Auf dem zweiten Platz landete – wenn auch mit Abstand zum Likud – Yesh Atid, die führende Partei der bisherigen Regierungskoalition. Die Partei von Yair Lapid konnte im Vergleich zur 24. Knesset-Wahl mehr Stimmen auf sich vereinigen und auch ihren prozentualen Anteil ausbauen. Verlor der Likud 0,8 Prozentpunkte und kam auf 23,41 %, legte Yesh Atid um 3,8 Prozentpunkte auf 17,79 % zu.

Hätte es sich ob dieses Wahlausgangs womöglich empfohlen, eine Regierungskoalition zu bilden, der Likud, Yesh Atid und eine oder zwei kleinere Parteien angehören, entschied sich Benjamin Netanjahu eine konservativ-rechte Koalition zu formen, der auch Politiker angehören sollten, die »umstritten« zu nennen untertrieben wäre. Zwar ist die so entstandene Regierung fraglos demokratisch legitimiert.

Allerdings ließe sich wohl darüber diskutieren, ob sie tatsächlich den im Wahlergebnis gespiegelten Wünschen des Souveräns entspricht. Unübersehbar jedenfalls ist, daß größere Teile der israelischen Gesellschaft, nicht bloß ein paar »linke« Extremisten, mit der Regierung in Jerusalem hadern. Gegen sie wird demonstriert, Teile der Wirtschaft erwägen den Abzug aus Israel, in der Armee regt sich Unmut.

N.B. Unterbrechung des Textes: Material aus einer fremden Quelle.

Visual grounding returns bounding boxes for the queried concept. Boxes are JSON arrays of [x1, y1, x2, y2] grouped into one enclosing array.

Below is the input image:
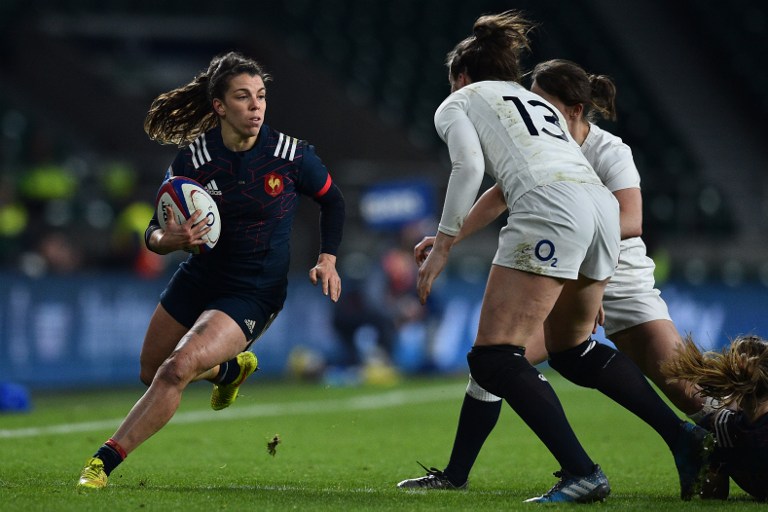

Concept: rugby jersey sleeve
[[583, 125, 640, 192], [298, 144, 346, 256], [435, 93, 485, 236]]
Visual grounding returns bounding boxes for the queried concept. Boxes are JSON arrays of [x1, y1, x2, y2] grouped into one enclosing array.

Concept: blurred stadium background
[[0, 0, 768, 394]]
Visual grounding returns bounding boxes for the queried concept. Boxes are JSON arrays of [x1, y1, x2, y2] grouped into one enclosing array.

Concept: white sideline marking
[[0, 384, 465, 439]]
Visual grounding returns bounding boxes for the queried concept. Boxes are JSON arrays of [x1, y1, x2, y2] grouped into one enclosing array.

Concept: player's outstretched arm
[[309, 253, 341, 302]]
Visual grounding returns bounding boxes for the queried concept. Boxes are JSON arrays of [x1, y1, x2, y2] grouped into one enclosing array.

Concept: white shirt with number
[[435, 81, 601, 236]]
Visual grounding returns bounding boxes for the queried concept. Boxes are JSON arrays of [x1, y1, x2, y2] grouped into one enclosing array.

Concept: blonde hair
[[661, 335, 768, 419]]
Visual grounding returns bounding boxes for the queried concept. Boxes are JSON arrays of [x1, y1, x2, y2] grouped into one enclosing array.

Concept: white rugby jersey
[[581, 123, 648, 254], [435, 81, 601, 236]]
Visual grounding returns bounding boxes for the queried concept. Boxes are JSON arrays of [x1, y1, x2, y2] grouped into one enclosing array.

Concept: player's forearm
[[454, 185, 507, 243]]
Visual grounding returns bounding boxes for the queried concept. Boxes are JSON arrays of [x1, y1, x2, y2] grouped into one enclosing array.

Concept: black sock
[[467, 345, 595, 476], [93, 443, 123, 476], [213, 357, 240, 385], [444, 394, 501, 487], [549, 339, 683, 449]]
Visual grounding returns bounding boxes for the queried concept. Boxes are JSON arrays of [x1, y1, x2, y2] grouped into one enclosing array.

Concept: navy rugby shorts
[[160, 271, 287, 344]]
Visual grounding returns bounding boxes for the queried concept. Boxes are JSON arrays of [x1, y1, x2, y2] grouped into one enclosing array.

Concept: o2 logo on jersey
[[264, 172, 283, 197], [533, 238, 557, 267]]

Mit Mühe und Not gelang es der staatlichen Fluggesellschaft El Al kürzlich, ein Besatzung zu finden, die sich bereit zeigte, Premierminister Benjamin Netanjahu zum Staatsbesuch in Italien zu fliegen, schon wird – bisher ein undenkbarer Gedanke – über einen »Streik« von Reservisten der Sicherheitskräfte spekuliert und denkbare Auswirkungen auf die Verteidigungsfähigkeit des jüdischen Staates.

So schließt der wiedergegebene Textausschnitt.